Mike: Most people are required to work here, unless you are retirement age or have a physical disability. There several here with walkers, in wheelchairs and there’s one person here who is blind. Most of the jobs at FPC Montgomery camp deal with the maintenance of the base, so you might be doing things like taking care of the grounds or cleaning inside the various buildings. There are some good jobs like clerks, commissary, teaching GED classes, facilities and town drivers. The only jobs that pay well here, like in the other prisons, are jobs where you’re working for Unicor. Here, if you work for Unicor, you’ll likely be doing laundry. I currently work only a half day because I have RDAP in the afternoon.
RDAP Dan: How much money do you need to be comfortable?
Mike: As far as the amount of money someone needs to live comfortably here, that is relative to the individual and the type of lifestyle they want to live while in prison. If you are financial secure, you could easily spend $360 on commissary, $100 phone, $20-30 email, and hundreds of dollars for music for an mp3 player. Personally, I spend $450 to $500 a month. If you have less money available to you, you can definitely survive on less, but you’d be giving up some common comforts in the process.

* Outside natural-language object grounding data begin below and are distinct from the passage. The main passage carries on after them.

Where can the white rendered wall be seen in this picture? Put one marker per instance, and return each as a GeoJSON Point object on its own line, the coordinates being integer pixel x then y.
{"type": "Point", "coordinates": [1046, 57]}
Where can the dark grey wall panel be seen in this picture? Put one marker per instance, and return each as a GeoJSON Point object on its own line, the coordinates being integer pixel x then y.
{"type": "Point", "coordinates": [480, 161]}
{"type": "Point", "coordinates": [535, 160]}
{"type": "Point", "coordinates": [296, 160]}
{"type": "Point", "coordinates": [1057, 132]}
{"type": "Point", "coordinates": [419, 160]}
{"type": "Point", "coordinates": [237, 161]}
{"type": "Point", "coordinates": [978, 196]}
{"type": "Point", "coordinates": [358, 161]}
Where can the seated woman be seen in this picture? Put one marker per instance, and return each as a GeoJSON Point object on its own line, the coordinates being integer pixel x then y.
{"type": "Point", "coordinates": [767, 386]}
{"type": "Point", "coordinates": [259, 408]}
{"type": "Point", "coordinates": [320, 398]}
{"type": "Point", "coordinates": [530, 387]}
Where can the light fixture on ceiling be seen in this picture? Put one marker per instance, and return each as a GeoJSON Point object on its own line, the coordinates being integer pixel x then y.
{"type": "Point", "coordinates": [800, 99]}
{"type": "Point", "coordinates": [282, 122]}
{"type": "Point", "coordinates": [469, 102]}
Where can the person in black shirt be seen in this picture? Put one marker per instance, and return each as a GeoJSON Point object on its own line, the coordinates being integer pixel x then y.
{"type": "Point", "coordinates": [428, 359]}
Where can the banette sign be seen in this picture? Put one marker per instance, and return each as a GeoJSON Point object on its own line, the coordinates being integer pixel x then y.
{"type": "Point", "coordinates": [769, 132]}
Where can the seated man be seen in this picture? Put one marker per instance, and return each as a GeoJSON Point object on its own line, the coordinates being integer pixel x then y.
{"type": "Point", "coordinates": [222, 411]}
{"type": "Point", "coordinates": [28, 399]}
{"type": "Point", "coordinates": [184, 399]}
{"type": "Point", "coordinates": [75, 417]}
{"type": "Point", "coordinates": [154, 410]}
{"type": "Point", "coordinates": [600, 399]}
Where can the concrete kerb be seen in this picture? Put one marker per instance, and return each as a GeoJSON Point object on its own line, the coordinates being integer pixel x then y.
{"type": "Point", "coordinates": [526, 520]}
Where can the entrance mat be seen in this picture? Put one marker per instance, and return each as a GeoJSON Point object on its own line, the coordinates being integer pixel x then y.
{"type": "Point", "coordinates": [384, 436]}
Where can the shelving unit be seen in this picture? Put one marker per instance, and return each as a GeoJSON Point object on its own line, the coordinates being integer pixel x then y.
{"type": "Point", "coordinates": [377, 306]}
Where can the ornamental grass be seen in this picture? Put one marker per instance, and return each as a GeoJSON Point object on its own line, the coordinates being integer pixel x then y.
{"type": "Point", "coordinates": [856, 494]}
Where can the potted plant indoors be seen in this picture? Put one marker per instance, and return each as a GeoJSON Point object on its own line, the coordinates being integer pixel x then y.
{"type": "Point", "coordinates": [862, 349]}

RDAP Dan: What is the food like?
Mike: Basically, the food is edible. The lunches tend to be better than the dinners. During the week, a typical breakfast consists of oatmeal, grits or cereal and apiece of some type of fruit. The weekend brunch is a little better and usually consists of scrambled eggs, turkey bacon or sausage, and tater tots, potatoes and biscuits and gravy. As far as the meals go, I most look forward to lunch. The lunch menu here goes like this: Monday rotates between tuna salad or pizza; they serve a chicken sandwich on Tuesday, hamburgers on Wednesday, chicken on Thursday and a fish sandwich on Friday. Unlike some prisons, you can sit anywhere you want to sit in the chow hall, which is what we call the dining area here.

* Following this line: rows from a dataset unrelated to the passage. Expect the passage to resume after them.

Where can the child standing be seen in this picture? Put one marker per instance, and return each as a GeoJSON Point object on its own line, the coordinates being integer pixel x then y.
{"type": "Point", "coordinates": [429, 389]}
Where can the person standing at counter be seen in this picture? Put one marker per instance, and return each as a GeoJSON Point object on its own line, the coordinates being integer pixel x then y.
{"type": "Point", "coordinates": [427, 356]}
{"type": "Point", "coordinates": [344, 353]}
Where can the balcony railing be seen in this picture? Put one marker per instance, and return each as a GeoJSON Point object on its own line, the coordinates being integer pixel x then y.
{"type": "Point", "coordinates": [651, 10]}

RDAP Dan: What kinds of classes are available to you at FPC Montgomery?
Mike: There are many corporate lawyers, bankers, and doctors incarcerated here who teach classes and the information is top notch! Some of these people are (or were) millionaires here and they teach around areas of expertise, such as real estate, finance and business management. If you have the chance to take advantage of these classes, do it. If you want to take any college courses, you would have to contact colleges that offer correspondence courses and pay for them yourself. There is also the RDAP program and I highly recommend that.
RDAP Dan: Tell us more about the RDAP program.
Mike: At this time, there is no wait list for the RDAP program at FPC Montgomery. The RDAP program here is intense, more than others according to people who have done the program at other prisons. There is a lot of negative talk about the program from people who were kicked out or just signed out because they could not apply themselves. I almost didn’t request an interview due to these negative rumors. I figured I would wait until I was able to transfer to the Miami Camp, but I changed my mind. I have been in two weeks now and it’s going well. I see why some were not able to complete the program. It can be very overwhelming and intimidating at first. All the camp and RDAP rules must be adhered to, and it is tough for some guys to adapt to this new environment. I love it, myself. We are in our own separate building where everyone learns each other’s name and greets everyone civilly. There are constant meetings and seminars, along with the weekend activity. If you surrender to this program and apply yourself, you will get whatever you put into it. Don’t be afraid of failing to complete the program because there is constant support and help from anyone you ask. I finally understand what community as method means. I would recommend this program for everyone, even for the ones who would not get the year off due to participating in RDAP. I might not get the year off, but I will still remain with the program, because I see how it can change my way of thinking.